Маша стала отказываться. Продавщица пристыдила ее:
- Как можно, это вам за мужа дают.
Валя обрадовалась требушине, схватила нож и побежала на речку - мыть и скоблить, а Маше велела начистить полведра картошки и пять головок лука.
Обед был хорош: требуха тушеная с картошкой и луком. Кто не ел, не знает, как вкусно,- особенно если до этого ты дней десять не обедал.
На рассвете следующего дня Маша, наученная Валей, нашла возле сельпо старого возчика, который возил молоко на сливной пункт, чуть не доезжая Новой Белокурихи. На узкой телеге с крутыми боковинами стояли два больших бидона, худая грязная лошадь с отвисшей губой понуро досыпала прерванный сон, а может, просто мечтала о торбе с овсом, вкус которого еще слабо держался в памяти.

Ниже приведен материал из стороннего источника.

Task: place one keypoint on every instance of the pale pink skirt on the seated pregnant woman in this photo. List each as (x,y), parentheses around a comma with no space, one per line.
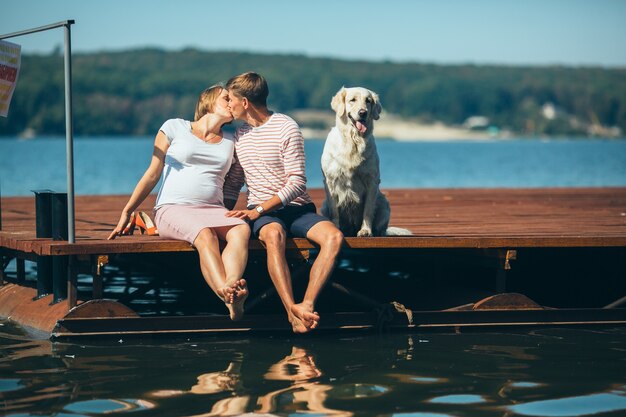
(184,222)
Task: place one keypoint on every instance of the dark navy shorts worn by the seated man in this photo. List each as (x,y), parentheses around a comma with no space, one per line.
(296,220)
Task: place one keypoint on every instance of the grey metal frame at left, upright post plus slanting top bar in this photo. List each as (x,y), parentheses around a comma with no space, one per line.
(69,135)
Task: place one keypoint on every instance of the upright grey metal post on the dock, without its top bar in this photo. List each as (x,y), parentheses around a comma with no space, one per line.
(69,133)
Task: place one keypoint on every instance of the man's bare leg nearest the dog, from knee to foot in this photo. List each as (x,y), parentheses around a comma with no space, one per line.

С молоковозом сошлись на том, что завтра, в эту же пору, он заберет детей и вещи на подводу, а сам он и Маша пойдут километров пять-шесть пешком до сливного пункта.
- А уж потом довезу тебя с форцом,- обещал старик.
Валя дала на прощание ведро картошки, от денег отказалась:
- На что они нам, бери, все ж будет что поесть в первый день на чужом месте.
Май 1942 г.
Дорогая моя, посылаю тебе стихотворение, которое дал мне списать один сержант. Я спросил, чье оно, он ответил: "Наше, солдатское".
Жди меня, и я вернусь.
Только очень жди...
Жди, когда из дальних мест
Писем не придет...
Маша выучила стихотворение наизусть, повторяла.
Жди меня, и я вернусь
Всем смертям назло...
Он обещал. Она ждала. Она верила. Всю свою волю, всю душу она вкладывала в это ожидание.